There are two ways to create RDDs: 
* parallelizing an existing collection in your driver program, or 
* referencing a dataset in an external storage system, such as a shared filesystem, HDFS, HBase, or any data source offering a Hadoop InputFormat.

We created a RDD using the former approach

### `A` is a pyspark RDD object, we cannot access the elements directly

In [0]:
type(A)

Out[7]: pyspark.rdd.RDD

In [0]:
A

Out[8]: ParallelCollectionRDD[0] at readRDDFromInputStream at PythonRDD.scala:413

### Opposite to parallelization - `collect` brings all the distributed elements and returns them to the head node. <br><br>Note - this is a slow process, do not use it often.

In [0]:
A.collect()

Out[9]: [3, 6, 4, 0, 1, 0, 1, 6, 5, 1, 7, 4, 6, 8, 6, 3, 7, 3, 2, 2]

### How were the partitions created?
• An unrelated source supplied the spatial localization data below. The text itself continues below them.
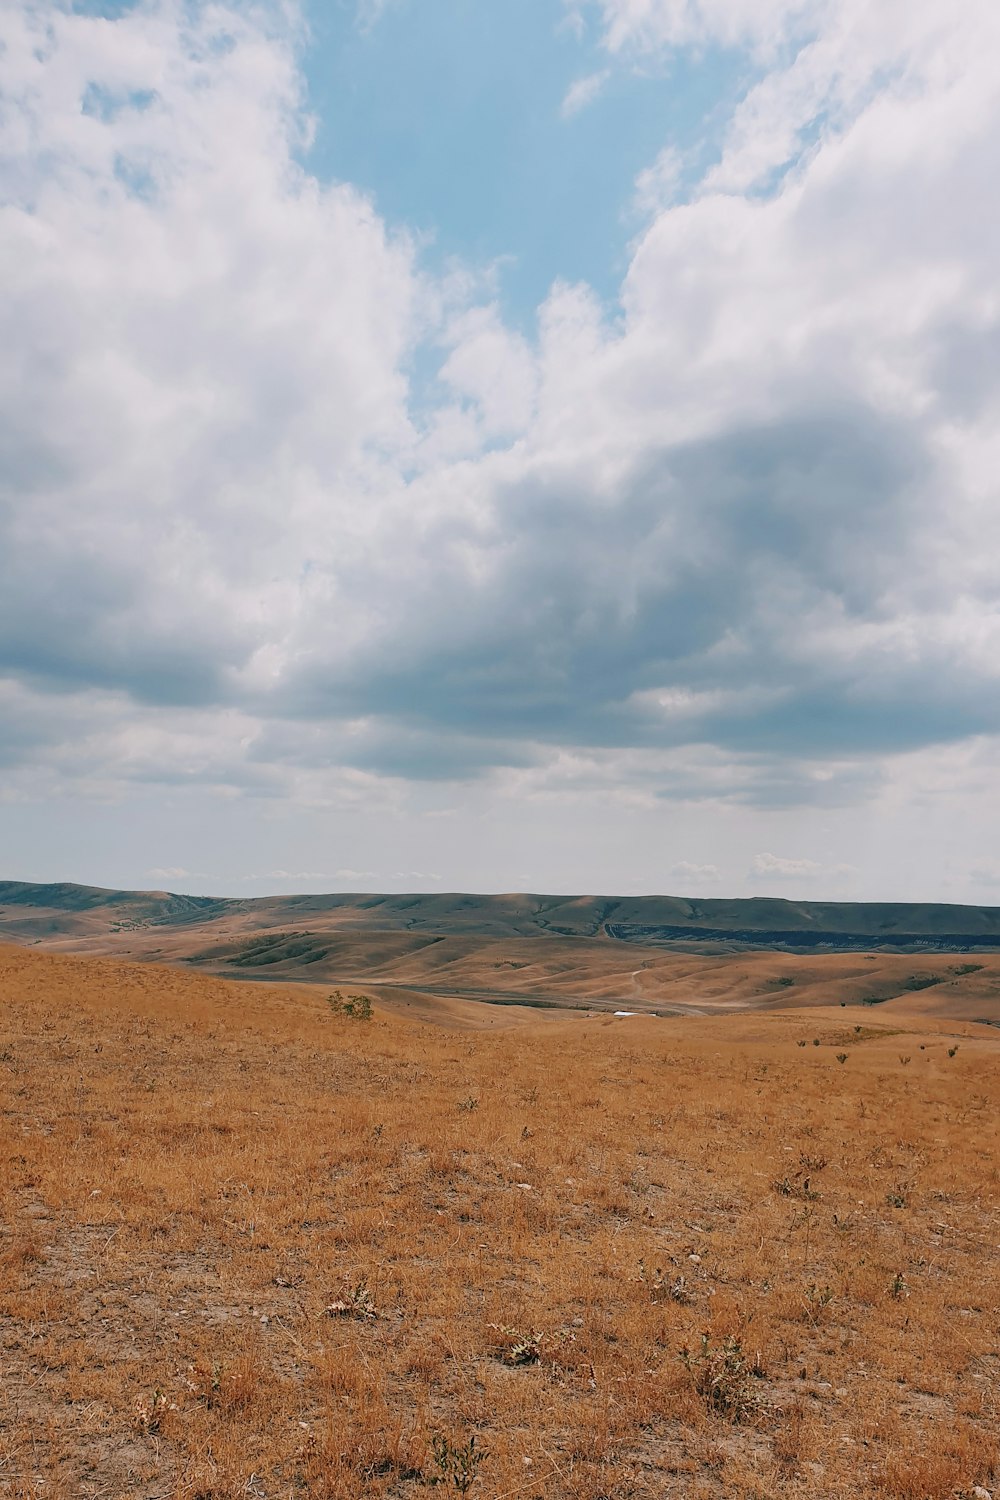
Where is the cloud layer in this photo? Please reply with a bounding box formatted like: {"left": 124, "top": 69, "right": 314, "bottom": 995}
{"left": 2, "top": 0, "right": 1000, "bottom": 892}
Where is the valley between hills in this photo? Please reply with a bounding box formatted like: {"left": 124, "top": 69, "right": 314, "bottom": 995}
{"left": 3, "top": 880, "right": 1000, "bottom": 1027}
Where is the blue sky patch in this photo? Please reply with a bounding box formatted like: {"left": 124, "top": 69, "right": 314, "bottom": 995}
{"left": 300, "top": 0, "right": 749, "bottom": 324}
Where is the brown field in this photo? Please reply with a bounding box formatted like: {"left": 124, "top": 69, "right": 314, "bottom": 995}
{"left": 2, "top": 941, "right": 999, "bottom": 1500}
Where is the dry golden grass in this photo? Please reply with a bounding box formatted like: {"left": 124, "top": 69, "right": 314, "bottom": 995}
{"left": 1, "top": 941, "right": 999, "bottom": 1499}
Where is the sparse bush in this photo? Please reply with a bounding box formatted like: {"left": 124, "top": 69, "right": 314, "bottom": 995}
{"left": 487, "top": 1323, "right": 574, "bottom": 1367}
{"left": 325, "top": 1277, "right": 379, "bottom": 1320}
{"left": 187, "top": 1359, "right": 227, "bottom": 1410}
{"left": 132, "top": 1388, "right": 171, "bottom": 1434}
{"left": 679, "top": 1333, "right": 768, "bottom": 1422}
{"left": 327, "top": 989, "right": 373, "bottom": 1019}
{"left": 773, "top": 1172, "right": 820, "bottom": 1200}
{"left": 489, "top": 1325, "right": 543, "bottom": 1365}
{"left": 638, "top": 1259, "right": 692, "bottom": 1304}
{"left": 427, "top": 1432, "right": 485, "bottom": 1492}
{"left": 803, "top": 1282, "right": 835, "bottom": 1323}
{"left": 836, "top": 1053, "right": 848, "bottom": 1064}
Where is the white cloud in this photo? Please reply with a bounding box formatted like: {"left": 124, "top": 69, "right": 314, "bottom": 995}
{"left": 750, "top": 852, "right": 821, "bottom": 880}
{"left": 0, "top": 0, "right": 421, "bottom": 710}
{"left": 633, "top": 145, "right": 683, "bottom": 217}
{"left": 746, "top": 853, "right": 859, "bottom": 888}
{"left": 560, "top": 7, "right": 590, "bottom": 42}
{"left": 561, "top": 69, "right": 611, "bottom": 118}
{"left": 2, "top": 0, "right": 1000, "bottom": 901}
{"left": 355, "top": 0, "right": 398, "bottom": 31}
{"left": 589, "top": 0, "right": 999, "bottom": 201}
{"left": 587, "top": 0, "right": 820, "bottom": 58}
{"left": 438, "top": 305, "right": 538, "bottom": 437}
{"left": 670, "top": 861, "right": 722, "bottom": 884}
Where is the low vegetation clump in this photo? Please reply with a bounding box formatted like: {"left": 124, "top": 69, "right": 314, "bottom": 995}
{"left": 327, "top": 989, "right": 374, "bottom": 1020}
{"left": 427, "top": 1432, "right": 485, "bottom": 1492}
{"left": 679, "top": 1332, "right": 769, "bottom": 1423}
{"left": 1, "top": 943, "right": 998, "bottom": 1499}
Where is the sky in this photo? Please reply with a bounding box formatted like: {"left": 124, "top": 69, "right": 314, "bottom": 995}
{"left": 2, "top": 0, "right": 1000, "bottom": 902}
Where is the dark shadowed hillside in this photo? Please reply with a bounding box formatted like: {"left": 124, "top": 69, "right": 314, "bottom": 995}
{"left": 5, "top": 880, "right": 1000, "bottom": 944}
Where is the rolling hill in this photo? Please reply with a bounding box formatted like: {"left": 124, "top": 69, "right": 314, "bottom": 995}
{"left": 3, "top": 880, "right": 1000, "bottom": 1023}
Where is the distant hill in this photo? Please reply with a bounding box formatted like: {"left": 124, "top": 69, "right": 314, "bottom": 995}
{"left": 3, "top": 880, "right": 1000, "bottom": 951}
{"left": 0, "top": 879, "right": 226, "bottom": 919}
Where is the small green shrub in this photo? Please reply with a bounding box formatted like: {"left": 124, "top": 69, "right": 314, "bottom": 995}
{"left": 803, "top": 1282, "right": 835, "bottom": 1323}
{"left": 327, "top": 990, "right": 373, "bottom": 1020}
{"left": 427, "top": 1433, "right": 485, "bottom": 1492}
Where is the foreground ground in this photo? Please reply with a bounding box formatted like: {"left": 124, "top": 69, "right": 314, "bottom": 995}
{"left": 1, "top": 943, "right": 999, "bottom": 1499}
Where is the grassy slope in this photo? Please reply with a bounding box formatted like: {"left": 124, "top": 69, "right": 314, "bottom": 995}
{"left": 1, "top": 942, "right": 998, "bottom": 1499}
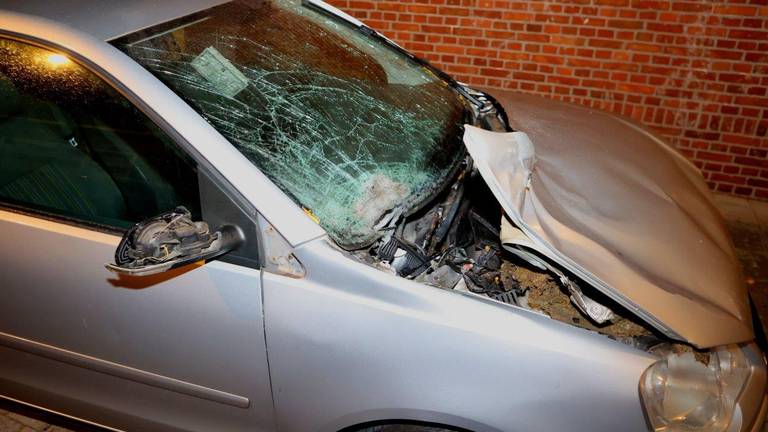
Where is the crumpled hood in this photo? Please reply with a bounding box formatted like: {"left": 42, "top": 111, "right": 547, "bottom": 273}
{"left": 465, "top": 91, "right": 752, "bottom": 348}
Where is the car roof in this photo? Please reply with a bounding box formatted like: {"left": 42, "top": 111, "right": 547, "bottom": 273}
{"left": 0, "top": 0, "right": 229, "bottom": 41}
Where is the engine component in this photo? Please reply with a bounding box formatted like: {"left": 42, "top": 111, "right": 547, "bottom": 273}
{"left": 414, "top": 265, "right": 463, "bottom": 289}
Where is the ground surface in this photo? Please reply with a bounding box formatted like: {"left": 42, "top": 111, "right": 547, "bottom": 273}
{"left": 1, "top": 194, "right": 767, "bottom": 432}
{"left": 0, "top": 406, "right": 73, "bottom": 432}
{"left": 713, "top": 193, "right": 768, "bottom": 337}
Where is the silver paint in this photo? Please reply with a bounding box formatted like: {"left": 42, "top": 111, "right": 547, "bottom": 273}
{"left": 0, "top": 1, "right": 763, "bottom": 431}
{"left": 0, "top": 211, "right": 274, "bottom": 431}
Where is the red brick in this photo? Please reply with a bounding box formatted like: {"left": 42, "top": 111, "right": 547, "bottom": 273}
{"left": 628, "top": 43, "right": 662, "bottom": 53}
{"left": 711, "top": 173, "right": 747, "bottom": 185}
{"left": 514, "top": 71, "right": 547, "bottom": 82}
{"left": 672, "top": 3, "right": 711, "bottom": 13}
{"left": 735, "top": 96, "right": 768, "bottom": 108}
{"left": 608, "top": 19, "right": 643, "bottom": 29}
{"left": 735, "top": 157, "right": 768, "bottom": 168}
{"left": 698, "top": 151, "right": 734, "bottom": 162}
{"left": 713, "top": 6, "right": 759, "bottom": 16}
{"left": 716, "top": 183, "right": 735, "bottom": 193}
{"left": 406, "top": 5, "right": 437, "bottom": 14}
{"left": 335, "top": 0, "right": 768, "bottom": 200}
{"left": 748, "top": 178, "right": 768, "bottom": 188}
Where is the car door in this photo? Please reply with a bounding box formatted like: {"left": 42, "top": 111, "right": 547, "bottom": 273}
{"left": 0, "top": 37, "right": 274, "bottom": 432}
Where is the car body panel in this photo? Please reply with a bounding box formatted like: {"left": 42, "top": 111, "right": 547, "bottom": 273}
{"left": 264, "top": 238, "right": 656, "bottom": 432}
{"left": 465, "top": 91, "right": 752, "bottom": 348}
{"left": 0, "top": 209, "right": 275, "bottom": 431}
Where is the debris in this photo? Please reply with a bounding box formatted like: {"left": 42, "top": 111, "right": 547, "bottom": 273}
{"left": 355, "top": 175, "right": 410, "bottom": 232}
{"left": 505, "top": 261, "right": 651, "bottom": 339}
{"left": 303, "top": 207, "right": 320, "bottom": 224}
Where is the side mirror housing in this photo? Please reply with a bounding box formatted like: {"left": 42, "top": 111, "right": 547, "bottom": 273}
{"left": 106, "top": 207, "right": 244, "bottom": 276}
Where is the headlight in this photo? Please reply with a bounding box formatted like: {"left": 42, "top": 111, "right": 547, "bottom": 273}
{"left": 639, "top": 345, "right": 751, "bottom": 431}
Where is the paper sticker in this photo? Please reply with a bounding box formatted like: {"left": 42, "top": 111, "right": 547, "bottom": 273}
{"left": 191, "top": 46, "right": 249, "bottom": 98}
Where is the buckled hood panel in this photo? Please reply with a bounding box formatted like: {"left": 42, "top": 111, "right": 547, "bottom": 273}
{"left": 464, "top": 91, "right": 752, "bottom": 348}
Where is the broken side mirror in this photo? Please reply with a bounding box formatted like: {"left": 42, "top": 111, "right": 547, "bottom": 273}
{"left": 106, "top": 206, "right": 244, "bottom": 276}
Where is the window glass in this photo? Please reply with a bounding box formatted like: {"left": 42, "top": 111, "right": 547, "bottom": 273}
{"left": 0, "top": 38, "right": 200, "bottom": 229}
{"left": 114, "top": 0, "right": 468, "bottom": 248}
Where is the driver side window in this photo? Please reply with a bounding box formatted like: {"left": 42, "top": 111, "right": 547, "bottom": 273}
{"left": 0, "top": 38, "right": 200, "bottom": 230}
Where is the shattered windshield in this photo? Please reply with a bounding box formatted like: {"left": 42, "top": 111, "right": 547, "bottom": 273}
{"left": 114, "top": 0, "right": 467, "bottom": 247}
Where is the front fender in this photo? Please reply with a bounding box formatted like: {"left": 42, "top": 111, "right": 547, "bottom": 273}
{"left": 264, "top": 239, "right": 655, "bottom": 432}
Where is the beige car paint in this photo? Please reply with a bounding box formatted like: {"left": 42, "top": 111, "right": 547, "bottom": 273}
{"left": 466, "top": 90, "right": 752, "bottom": 348}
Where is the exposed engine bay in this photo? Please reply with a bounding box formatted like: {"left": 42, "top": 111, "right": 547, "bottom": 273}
{"left": 356, "top": 158, "right": 655, "bottom": 346}
{"left": 353, "top": 88, "right": 703, "bottom": 357}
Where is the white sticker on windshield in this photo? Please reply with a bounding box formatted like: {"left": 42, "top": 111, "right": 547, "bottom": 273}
{"left": 191, "top": 46, "right": 249, "bottom": 98}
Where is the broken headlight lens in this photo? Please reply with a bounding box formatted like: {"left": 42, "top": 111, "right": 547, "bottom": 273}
{"left": 639, "top": 345, "right": 751, "bottom": 431}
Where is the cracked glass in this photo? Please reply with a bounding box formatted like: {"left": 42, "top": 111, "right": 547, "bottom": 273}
{"left": 114, "top": 0, "right": 467, "bottom": 247}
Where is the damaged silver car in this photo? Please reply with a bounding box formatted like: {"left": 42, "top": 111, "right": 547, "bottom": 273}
{"left": 0, "top": 0, "right": 765, "bottom": 431}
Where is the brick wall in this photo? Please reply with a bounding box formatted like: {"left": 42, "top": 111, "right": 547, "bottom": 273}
{"left": 325, "top": 0, "right": 768, "bottom": 200}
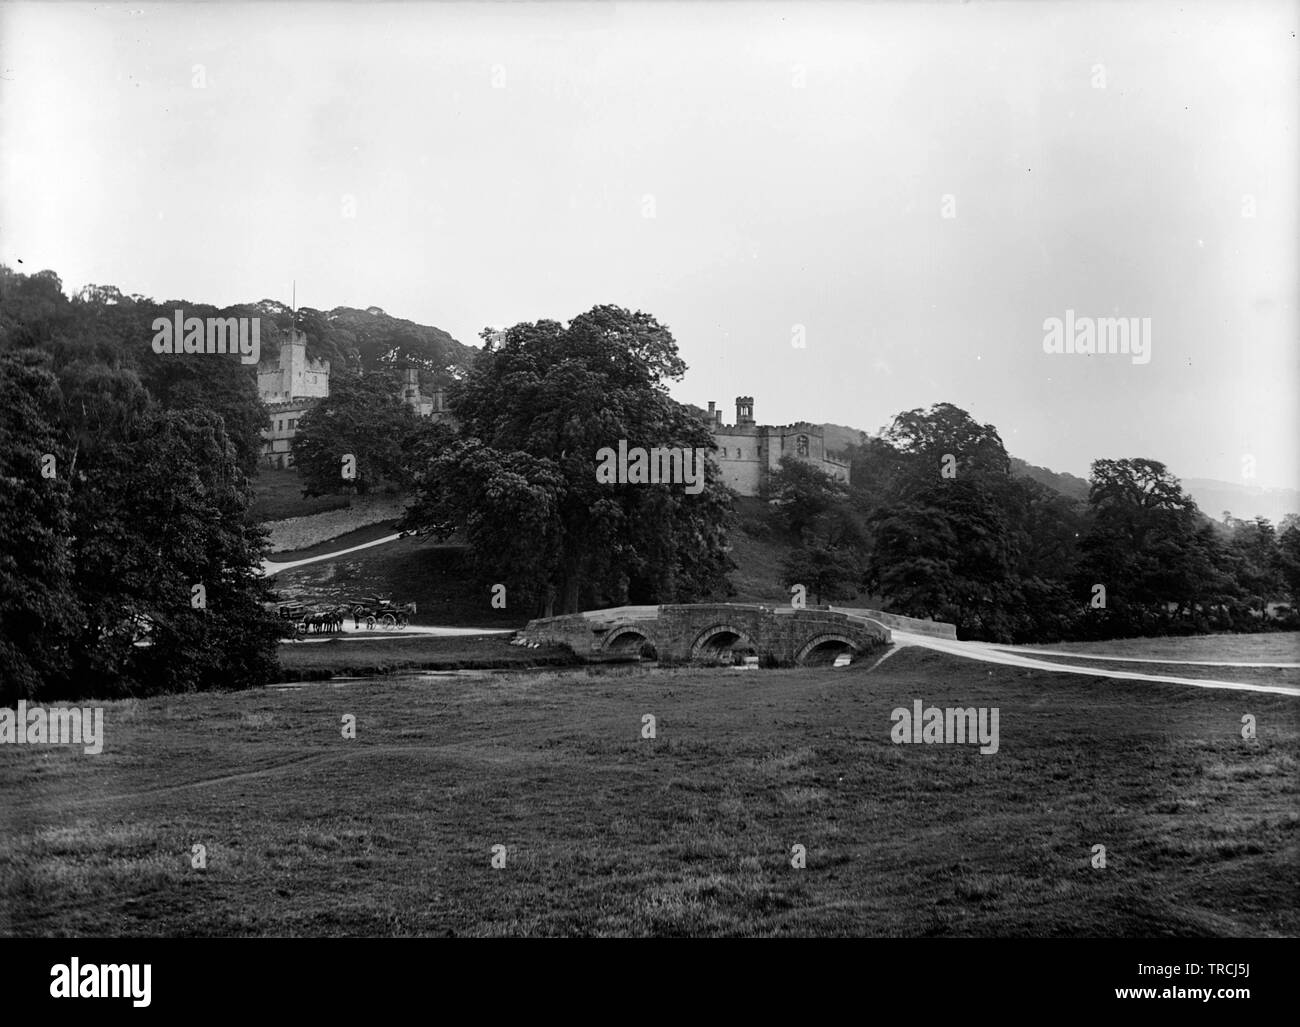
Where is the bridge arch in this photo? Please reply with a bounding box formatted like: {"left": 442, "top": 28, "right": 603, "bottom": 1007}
{"left": 689, "top": 624, "right": 757, "bottom": 662}
{"left": 601, "top": 623, "right": 657, "bottom": 657}
{"left": 795, "top": 633, "right": 862, "bottom": 666}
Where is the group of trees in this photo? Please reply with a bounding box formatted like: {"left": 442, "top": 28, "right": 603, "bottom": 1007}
{"left": 4, "top": 263, "right": 1296, "bottom": 703}
{"left": 289, "top": 304, "right": 736, "bottom": 617}
{"left": 398, "top": 306, "right": 734, "bottom": 616}
{"left": 0, "top": 268, "right": 282, "bottom": 702}
{"left": 767, "top": 402, "right": 1300, "bottom": 642}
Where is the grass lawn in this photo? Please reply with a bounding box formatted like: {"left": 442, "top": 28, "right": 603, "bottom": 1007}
{"left": 2, "top": 647, "right": 1296, "bottom": 937}
{"left": 1015, "top": 633, "right": 1300, "bottom": 664}
{"left": 249, "top": 466, "right": 351, "bottom": 522}
{"left": 1004, "top": 655, "right": 1300, "bottom": 691}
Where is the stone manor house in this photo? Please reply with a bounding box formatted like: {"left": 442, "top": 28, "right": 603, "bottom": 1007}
{"left": 256, "top": 329, "right": 451, "bottom": 468}
{"left": 257, "top": 334, "right": 850, "bottom": 495}
{"left": 703, "top": 396, "right": 850, "bottom": 497}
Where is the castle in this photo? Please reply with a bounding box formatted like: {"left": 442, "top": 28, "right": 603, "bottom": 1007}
{"left": 256, "top": 329, "right": 451, "bottom": 468}
{"left": 255, "top": 332, "right": 843, "bottom": 494}
{"left": 704, "top": 396, "right": 850, "bottom": 497}
{"left": 258, "top": 328, "right": 329, "bottom": 468}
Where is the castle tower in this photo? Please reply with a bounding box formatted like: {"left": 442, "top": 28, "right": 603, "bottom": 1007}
{"left": 287, "top": 327, "right": 308, "bottom": 396}
{"left": 736, "top": 396, "right": 755, "bottom": 426}
{"left": 402, "top": 367, "right": 421, "bottom": 404}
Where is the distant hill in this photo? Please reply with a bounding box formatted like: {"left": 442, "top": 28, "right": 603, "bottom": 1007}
{"left": 1182, "top": 478, "right": 1300, "bottom": 525}
{"left": 821, "top": 422, "right": 868, "bottom": 458}
{"left": 270, "top": 303, "right": 475, "bottom": 381}
{"left": 1008, "top": 458, "right": 1090, "bottom": 502}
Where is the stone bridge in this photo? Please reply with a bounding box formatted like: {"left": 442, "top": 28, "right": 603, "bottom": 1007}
{"left": 516, "top": 603, "right": 901, "bottom": 666}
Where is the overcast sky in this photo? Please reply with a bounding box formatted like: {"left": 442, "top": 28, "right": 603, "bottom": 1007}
{"left": 2, "top": 1, "right": 1295, "bottom": 489}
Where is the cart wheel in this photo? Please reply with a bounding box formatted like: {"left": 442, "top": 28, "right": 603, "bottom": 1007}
{"left": 366, "top": 615, "right": 376, "bottom": 630}
{"left": 381, "top": 613, "right": 397, "bottom": 628}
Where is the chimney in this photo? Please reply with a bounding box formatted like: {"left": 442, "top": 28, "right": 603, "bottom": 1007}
{"left": 736, "top": 395, "right": 755, "bottom": 426}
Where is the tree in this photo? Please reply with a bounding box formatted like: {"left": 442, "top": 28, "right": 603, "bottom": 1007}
{"left": 862, "top": 405, "right": 1023, "bottom": 638}
{"left": 767, "top": 455, "right": 852, "bottom": 541}
{"left": 1278, "top": 523, "right": 1300, "bottom": 612}
{"left": 0, "top": 352, "right": 78, "bottom": 702}
{"left": 64, "top": 406, "right": 281, "bottom": 698}
{"left": 880, "top": 402, "right": 1011, "bottom": 485}
{"left": 1075, "top": 459, "right": 1204, "bottom": 636}
{"left": 781, "top": 544, "right": 860, "bottom": 607}
{"left": 291, "top": 369, "right": 422, "bottom": 495}
{"left": 403, "top": 305, "right": 732, "bottom": 616}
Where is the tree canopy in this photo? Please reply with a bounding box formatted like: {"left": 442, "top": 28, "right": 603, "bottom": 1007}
{"left": 402, "top": 305, "right": 732, "bottom": 616}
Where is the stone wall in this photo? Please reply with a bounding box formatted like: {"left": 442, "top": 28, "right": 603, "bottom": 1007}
{"left": 262, "top": 494, "right": 409, "bottom": 553}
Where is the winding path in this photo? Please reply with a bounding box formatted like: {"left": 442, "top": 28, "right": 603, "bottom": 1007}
{"left": 889, "top": 630, "right": 1300, "bottom": 697}
{"left": 260, "top": 533, "right": 402, "bottom": 577}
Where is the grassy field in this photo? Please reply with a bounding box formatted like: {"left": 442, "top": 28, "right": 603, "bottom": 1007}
{"left": 1006, "top": 655, "right": 1300, "bottom": 691}
{"left": 1014, "top": 633, "right": 1300, "bottom": 663}
{"left": 250, "top": 466, "right": 352, "bottom": 522}
{"left": 2, "top": 647, "right": 1296, "bottom": 937}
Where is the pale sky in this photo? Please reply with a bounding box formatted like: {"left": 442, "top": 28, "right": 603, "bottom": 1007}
{"left": 2, "top": 0, "right": 1296, "bottom": 488}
Use `glom` method

In [0]:
A.glom().collect()

Out[10]: [[3, 6], [4, 0], [1, 0], [1, 6, 5, 1], [7, 4], [6, 8], [6, 3], [7, 3, 2, 2]]

### Now stop the SC and reinitialize it with 2 cores and see what happens when you repeat the process!

In [0]:
sc.stop()

In [0]:
sc=SparkContext(master="local[2]")

In [0]:
A = sc.parallelize(lst)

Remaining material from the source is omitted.